江奏哦了一声,“所以你特意半夜跑过来‘研究’吗?”
琴酒:“……”
这个时间点确实有些暧昧,不过主要也是为了避开无关人士,另外,忙了一天,只有这个时间才有空……
“你要继续留在他身边?”
为了避免再次被她带跑话题,琴酒直截了当地问出来。
“不然呢。”她掀开被子从床上坐起来,缓缓下床,不得不说琴酒的这双眼睛相当厉害,她身上的伤确实已经恢复得七七八八,不过平时躺在床上,诸星大一个男人也会保持好分寸感,不会过度查看,给了做伪的机会。
“跟你吗?”她轻声开口。
声音不大,在他的耳膜里像蜻蜓一样点了点水。
“我可不是什么三流货色都要。”
“如果你不想要,那又何必几次大费周折地找我,一般人大概没有这种待遇吧。”她懒洋洋地开口,“这段时间诸星大忙得不得了,我想你和他是同一个组织,又是诸星先生的上级,完全可以让他轻松一点,没有必要这么过度压榨一个新进成员。”
他哼了一声:“你管得倒是很宽。”
这点还是和过去一样。
如果不是这个女人从前多管闲事,他确实有可能活不到现在。
不过活着和死亡对他而言没有太大区别,也不可能因为这种事就生出可笑的感激之心。
要恨的话,就恨她自己识人不明吧。
“你这么做,难道不是想要支开诸星大和我见面吗?”她说,“如果没有弄错,我和你只有过一面之缘吧,我连你的名字都不知道叫什么,就这么痴迷我吗?”
数百米之外,安室透抽了一口凉气。
在房间里安装窃听器有点不保险,他接受过好几个月的训练,其中包括了读唇语……所以现在才能发现这么劲爆的场景。
他陷入沉思。
一开始以为是诸星大脚踏两条船,同时跟两个女人暧昧不明地交往,结果没过多久就看见琴酒……他们是上下属的关系吧?只见了一面就看上下属女友就觊觎对方想要强取豪夺这也是可以的吗?
到底怎么回事啊这群人?!
一点节操都没有的吗?
而且那位女性……看上去好像并不喜欢琴酒。
目前看来脑子是没有什么问题的。
只是不知道拒绝会不会让这位组织的杀手由爱转恨,直接对人痛下杀手,他捏了把汗,但除此之外也无能为力。

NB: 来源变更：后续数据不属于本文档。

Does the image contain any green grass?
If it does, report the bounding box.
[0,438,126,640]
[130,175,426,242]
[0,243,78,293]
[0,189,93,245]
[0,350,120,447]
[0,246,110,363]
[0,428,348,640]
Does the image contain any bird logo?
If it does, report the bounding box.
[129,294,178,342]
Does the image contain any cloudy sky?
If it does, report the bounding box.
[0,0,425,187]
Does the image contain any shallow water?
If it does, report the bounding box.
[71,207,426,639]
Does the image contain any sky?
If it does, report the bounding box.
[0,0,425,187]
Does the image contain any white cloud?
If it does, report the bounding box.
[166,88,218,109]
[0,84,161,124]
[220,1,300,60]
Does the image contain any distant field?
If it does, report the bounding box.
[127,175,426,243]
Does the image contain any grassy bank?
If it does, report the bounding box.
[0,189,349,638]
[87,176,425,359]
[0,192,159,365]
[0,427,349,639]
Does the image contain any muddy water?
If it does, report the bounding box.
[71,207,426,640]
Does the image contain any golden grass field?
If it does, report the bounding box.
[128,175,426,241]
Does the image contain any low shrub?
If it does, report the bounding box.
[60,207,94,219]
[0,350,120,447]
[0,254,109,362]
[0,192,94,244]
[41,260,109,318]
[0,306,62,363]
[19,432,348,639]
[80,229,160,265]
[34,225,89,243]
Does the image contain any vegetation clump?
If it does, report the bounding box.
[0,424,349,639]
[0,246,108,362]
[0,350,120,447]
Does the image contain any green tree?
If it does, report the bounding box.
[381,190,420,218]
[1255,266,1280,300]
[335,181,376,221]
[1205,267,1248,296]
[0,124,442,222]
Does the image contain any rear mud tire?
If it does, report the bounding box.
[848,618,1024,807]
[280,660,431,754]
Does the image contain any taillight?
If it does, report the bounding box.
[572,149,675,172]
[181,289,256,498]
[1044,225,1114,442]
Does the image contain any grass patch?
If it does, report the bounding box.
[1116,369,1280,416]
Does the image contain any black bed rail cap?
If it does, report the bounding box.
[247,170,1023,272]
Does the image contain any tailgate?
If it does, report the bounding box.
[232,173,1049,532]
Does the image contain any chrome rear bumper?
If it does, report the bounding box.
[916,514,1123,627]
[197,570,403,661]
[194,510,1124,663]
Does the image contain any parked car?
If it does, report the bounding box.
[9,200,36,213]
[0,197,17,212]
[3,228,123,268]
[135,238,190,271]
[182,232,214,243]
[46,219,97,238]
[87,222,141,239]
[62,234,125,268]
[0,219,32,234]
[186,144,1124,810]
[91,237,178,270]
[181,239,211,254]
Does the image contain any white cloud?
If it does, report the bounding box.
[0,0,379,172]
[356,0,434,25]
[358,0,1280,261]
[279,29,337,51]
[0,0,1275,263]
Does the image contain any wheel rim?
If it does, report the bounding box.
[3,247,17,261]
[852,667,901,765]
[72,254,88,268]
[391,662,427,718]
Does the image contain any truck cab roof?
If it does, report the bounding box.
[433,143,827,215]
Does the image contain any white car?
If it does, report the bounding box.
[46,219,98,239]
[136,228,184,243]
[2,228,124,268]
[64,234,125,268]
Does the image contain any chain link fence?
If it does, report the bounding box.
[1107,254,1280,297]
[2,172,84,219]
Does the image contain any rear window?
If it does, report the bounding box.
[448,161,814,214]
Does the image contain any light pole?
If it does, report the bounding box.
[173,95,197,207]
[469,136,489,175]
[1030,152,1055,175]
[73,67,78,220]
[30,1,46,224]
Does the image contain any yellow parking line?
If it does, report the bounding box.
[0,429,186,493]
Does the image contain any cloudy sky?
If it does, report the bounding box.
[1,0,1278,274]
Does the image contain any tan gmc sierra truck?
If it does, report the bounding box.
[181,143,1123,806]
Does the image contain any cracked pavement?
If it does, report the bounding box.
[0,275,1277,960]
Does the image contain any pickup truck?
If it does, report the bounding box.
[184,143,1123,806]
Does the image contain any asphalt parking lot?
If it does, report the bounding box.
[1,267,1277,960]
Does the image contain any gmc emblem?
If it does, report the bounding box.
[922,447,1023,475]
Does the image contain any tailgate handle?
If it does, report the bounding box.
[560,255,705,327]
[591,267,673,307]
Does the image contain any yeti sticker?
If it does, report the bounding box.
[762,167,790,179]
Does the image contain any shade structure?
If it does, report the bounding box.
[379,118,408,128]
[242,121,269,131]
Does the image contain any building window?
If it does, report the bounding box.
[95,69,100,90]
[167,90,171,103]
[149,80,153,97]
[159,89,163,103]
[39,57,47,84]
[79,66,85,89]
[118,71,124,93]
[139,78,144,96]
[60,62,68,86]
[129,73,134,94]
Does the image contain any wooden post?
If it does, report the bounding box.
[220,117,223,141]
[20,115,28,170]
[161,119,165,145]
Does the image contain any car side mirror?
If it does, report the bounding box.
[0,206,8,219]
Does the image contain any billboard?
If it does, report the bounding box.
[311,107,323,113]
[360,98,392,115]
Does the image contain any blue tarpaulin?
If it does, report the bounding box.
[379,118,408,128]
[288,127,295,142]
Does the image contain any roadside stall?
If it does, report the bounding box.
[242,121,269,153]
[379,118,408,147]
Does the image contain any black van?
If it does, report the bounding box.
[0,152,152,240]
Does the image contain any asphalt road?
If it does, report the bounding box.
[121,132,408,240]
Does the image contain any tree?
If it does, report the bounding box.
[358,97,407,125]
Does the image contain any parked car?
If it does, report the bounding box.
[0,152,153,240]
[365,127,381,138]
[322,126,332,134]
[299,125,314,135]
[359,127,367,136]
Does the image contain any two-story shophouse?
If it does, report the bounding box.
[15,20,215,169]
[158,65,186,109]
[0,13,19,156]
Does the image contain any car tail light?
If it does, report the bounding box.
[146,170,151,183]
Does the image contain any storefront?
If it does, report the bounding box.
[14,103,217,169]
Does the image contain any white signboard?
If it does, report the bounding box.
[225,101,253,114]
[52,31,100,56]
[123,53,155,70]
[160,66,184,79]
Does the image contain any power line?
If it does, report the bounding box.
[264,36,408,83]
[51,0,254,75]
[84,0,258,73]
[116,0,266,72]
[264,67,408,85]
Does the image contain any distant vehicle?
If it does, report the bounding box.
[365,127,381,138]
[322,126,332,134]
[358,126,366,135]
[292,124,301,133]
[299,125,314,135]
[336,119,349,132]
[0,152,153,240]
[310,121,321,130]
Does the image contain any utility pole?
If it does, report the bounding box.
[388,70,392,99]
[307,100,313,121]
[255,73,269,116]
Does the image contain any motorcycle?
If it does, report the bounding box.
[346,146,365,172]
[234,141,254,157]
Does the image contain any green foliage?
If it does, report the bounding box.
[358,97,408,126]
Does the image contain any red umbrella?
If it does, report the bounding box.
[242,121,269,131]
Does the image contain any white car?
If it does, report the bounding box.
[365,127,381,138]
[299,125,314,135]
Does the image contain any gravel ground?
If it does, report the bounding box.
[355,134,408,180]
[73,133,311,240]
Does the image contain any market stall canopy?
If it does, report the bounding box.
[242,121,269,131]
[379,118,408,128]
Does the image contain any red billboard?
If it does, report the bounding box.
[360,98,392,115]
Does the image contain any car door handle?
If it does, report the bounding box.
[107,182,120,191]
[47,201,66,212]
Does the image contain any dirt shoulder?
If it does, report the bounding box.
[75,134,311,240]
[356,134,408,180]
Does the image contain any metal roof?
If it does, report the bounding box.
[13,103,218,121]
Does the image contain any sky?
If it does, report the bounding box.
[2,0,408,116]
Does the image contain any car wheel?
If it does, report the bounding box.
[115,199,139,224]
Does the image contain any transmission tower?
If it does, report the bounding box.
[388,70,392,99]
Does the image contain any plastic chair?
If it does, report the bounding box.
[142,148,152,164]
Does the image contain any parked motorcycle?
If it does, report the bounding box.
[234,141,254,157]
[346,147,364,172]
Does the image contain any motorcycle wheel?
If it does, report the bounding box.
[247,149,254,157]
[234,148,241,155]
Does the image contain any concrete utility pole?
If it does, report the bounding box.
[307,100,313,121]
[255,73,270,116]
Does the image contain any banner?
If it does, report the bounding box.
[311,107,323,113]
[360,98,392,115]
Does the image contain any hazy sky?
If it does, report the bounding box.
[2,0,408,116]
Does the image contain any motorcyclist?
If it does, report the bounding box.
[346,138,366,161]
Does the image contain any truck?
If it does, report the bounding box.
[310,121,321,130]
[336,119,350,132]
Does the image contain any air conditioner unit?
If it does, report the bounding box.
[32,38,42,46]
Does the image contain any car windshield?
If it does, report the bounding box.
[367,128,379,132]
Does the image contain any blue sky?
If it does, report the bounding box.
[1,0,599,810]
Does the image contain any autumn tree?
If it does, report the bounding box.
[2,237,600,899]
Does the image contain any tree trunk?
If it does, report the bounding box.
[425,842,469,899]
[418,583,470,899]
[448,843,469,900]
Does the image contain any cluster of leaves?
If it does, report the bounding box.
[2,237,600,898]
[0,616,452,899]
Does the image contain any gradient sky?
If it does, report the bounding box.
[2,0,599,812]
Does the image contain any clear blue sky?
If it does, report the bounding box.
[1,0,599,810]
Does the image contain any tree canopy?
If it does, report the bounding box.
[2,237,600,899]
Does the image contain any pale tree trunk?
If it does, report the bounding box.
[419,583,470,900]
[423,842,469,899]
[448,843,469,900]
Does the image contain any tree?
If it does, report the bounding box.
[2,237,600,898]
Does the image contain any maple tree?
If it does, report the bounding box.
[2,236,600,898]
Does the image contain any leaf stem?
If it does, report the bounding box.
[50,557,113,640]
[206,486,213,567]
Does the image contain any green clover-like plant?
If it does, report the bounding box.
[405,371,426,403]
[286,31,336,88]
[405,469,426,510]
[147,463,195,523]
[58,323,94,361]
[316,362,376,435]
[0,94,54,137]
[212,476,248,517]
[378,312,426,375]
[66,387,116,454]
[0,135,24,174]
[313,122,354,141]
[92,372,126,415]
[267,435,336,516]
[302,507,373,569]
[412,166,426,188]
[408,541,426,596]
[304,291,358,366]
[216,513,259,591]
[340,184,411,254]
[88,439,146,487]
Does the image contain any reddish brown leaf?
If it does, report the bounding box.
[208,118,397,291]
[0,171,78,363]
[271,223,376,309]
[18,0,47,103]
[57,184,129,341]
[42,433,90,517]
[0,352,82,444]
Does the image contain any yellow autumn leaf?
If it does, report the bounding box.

不管是以他现在的能力,还是在组织里的地位,都绝无可能对琴酒的行为进行干扰,如果真的进行阻止,只会暴露自己。
只能祈
祷这位女士足够幸运了。
琴酒:“看来失忆并没有让你的脸皮变得薄一点。”
“对我的脸这么熟悉,你摸过吗?”
琴酒对她的厚颜无耻表示冷漠。
不能接,只要接了话就有可能被这女人泛黄的思路带跑带偏。
江奏咳嗽了两声,像是觉得夜风过冷,往窗户那边随意地瞥了一眼,又背对着窗口。
想看戏可以,想看免费的不行,以后这点代价都是要讨回来的。
“说实话,一开始我真的不太理解你的行为,就算我们之前认识大概也是很久之前的事情,如果不是深仇大恨,大部分的事睡一觉就忘得干干净净了,也没有必要这么多年都难以忘怀,穷追不舍。”江奏道,“现在我想明白了,如果一个男人对一个女人纠缠不休,要么他是变态疯子,要么就是他喜欢这个女人。”
“是喜欢我吗?”江奏道,“只要亲一下不就知道了。”
女人被用力推到墙上。
望远镜里的画面实在太超过了,安室透紧皱眉头,别过眼。
……这个禽兽!
幽绿色的眼睛里沉淀着阴沉沉的情绪,他确实一心想找到这个女人,但是和感情没有任何关系,只是纯粹想要报复当年被愚弄的仇而已!
江奏擦了擦唇角:“我刚才忘了,还有一种可能,那就是你弄错人了。”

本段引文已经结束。